SUBSTANCE ABUSE AND TREATMENT
Long-Term Marijuana Users May Experience Withdrawal
By Lauren Gilmore
Two studies have been performed that suggest that long-term marijuana users may experience withdrawal symptoms. The symptoms that researchers are focusing on are mostly behavioral including anxiety, irritability, and aggression. Experts believe that to avoid the unpleasant experiences associated with abstinence people may continue to abuse the substance.
A study conducted by Dr. Elena Kouri and her colleagues tested the behavioral differences between long-term heavy marijuana users and infrequent users once they abstained. The regular users had smoked marijuana at least 5000 times in their life or the equivalent of smoking once a day for 13 years; the occasional smokers had only smoked 50 times or less in their life, or had smoked daily at one time but not more than once a week in the past three months. The subjects had to refrain from marijuana use for 28 days, which was monitored by conducting urinalysis.

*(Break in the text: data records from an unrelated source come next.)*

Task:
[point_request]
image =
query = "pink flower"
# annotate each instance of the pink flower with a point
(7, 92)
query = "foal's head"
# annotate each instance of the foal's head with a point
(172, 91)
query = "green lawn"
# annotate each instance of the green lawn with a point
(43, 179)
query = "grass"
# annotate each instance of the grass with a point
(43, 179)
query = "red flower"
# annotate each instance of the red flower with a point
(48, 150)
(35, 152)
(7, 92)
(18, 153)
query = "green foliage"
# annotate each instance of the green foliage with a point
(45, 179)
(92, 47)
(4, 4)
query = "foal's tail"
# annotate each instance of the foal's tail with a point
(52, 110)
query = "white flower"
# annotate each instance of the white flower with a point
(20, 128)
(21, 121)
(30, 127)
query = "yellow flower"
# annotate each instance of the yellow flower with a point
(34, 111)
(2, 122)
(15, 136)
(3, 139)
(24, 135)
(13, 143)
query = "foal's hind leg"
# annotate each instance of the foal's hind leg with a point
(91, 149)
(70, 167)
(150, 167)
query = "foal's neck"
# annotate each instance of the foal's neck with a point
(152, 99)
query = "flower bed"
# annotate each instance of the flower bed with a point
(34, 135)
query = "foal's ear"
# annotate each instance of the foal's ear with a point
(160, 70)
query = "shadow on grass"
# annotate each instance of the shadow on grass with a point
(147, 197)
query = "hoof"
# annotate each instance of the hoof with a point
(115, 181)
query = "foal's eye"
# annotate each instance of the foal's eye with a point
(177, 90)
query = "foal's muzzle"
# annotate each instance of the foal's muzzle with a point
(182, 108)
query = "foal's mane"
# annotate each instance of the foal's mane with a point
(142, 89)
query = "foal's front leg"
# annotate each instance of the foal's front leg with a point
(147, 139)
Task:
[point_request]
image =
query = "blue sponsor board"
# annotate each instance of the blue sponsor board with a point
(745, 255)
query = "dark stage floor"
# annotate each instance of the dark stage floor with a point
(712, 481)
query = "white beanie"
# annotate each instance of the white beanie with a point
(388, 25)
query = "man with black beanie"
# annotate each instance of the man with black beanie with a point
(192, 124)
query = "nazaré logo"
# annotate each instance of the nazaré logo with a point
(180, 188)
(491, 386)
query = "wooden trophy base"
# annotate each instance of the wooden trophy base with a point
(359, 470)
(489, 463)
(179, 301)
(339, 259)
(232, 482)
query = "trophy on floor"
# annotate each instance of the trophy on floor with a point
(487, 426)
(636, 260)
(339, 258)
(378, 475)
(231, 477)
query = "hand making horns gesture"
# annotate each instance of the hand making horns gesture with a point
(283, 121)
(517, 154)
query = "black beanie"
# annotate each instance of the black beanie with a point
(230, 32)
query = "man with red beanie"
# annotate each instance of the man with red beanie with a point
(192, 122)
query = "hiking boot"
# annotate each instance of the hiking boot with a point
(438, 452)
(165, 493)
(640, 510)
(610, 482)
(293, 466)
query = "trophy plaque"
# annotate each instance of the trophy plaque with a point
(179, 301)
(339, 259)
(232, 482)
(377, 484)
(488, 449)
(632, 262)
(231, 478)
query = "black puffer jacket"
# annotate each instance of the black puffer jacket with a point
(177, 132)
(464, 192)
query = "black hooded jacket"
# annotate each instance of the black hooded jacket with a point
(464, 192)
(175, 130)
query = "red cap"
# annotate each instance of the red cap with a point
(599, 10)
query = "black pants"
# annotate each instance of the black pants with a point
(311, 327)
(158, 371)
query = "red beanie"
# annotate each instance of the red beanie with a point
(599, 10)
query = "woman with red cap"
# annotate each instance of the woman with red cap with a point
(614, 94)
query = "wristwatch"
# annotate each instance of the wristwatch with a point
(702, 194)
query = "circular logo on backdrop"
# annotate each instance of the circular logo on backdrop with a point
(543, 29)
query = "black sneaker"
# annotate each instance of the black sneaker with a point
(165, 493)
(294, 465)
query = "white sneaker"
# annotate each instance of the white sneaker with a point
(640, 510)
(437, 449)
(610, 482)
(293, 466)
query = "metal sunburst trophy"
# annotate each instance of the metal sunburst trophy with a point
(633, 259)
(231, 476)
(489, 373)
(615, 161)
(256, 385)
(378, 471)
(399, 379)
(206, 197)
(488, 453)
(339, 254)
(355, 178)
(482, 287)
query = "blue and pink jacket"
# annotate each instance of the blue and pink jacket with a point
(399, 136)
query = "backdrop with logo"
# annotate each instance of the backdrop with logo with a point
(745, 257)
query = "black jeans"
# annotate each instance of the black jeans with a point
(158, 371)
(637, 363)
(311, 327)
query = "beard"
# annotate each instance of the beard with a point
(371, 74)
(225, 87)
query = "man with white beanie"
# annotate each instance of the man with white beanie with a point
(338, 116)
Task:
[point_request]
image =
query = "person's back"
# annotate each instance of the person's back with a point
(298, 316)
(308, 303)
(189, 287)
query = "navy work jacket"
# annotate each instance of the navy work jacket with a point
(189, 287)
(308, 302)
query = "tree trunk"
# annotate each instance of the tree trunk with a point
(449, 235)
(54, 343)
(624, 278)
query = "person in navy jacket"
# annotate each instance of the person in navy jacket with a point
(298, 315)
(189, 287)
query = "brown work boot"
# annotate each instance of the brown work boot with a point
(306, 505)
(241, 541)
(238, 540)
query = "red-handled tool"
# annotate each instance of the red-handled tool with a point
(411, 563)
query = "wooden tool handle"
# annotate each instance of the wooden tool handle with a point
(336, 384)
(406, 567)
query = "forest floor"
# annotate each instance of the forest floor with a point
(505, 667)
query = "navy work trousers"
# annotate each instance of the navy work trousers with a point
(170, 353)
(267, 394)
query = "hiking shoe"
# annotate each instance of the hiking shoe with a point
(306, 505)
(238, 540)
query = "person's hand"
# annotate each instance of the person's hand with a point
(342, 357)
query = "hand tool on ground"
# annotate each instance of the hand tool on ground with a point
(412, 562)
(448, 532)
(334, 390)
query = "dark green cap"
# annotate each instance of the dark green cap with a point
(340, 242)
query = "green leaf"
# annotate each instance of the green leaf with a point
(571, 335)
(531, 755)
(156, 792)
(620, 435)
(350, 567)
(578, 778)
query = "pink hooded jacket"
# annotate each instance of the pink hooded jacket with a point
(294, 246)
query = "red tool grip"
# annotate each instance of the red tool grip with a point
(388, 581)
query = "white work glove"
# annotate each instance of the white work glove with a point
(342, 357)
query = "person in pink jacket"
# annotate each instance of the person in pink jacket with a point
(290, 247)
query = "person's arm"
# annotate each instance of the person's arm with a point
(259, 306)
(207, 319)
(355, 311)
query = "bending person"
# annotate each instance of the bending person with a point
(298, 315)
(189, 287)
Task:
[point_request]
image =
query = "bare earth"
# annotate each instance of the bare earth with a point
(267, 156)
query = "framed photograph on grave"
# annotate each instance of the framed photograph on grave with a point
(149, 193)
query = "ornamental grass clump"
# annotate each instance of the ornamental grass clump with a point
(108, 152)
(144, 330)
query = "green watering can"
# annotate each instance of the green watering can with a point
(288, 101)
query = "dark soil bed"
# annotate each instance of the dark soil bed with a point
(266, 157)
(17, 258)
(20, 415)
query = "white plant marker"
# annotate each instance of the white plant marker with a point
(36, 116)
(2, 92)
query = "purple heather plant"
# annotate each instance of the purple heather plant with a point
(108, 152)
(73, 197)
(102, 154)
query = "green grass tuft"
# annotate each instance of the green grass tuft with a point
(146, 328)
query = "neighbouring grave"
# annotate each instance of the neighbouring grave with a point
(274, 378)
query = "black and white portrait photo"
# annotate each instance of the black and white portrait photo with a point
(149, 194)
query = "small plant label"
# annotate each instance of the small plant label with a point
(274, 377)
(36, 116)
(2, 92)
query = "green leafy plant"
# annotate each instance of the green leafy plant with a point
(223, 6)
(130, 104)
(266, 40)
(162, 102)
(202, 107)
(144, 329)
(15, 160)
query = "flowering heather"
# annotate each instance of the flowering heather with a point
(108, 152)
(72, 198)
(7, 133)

Researchers in this study were concerned with measures of aggression. In order to measure aggression, the researchers used a computerized test which monitored motor skills and other physiological features. Aggression was measured the first day of the study and then again after one, three, seven, and 28 days of abstinence. The results revealed that the regular users of marijuana had significantly more aggressive responses after one, three, and seven days of abstinence. On days three and seven, this group scored more than twice as many aggressive responses than the group of infrequent users. On the twenty-eighth day, there was no significant difference between the two groups. The subjects did not display any aggressive behavior outside of the laboratory, which suggests that this may only occur in a testing situation. However, it is concluded that withdrawal from regular use is associated with certain temporary aggressive traits.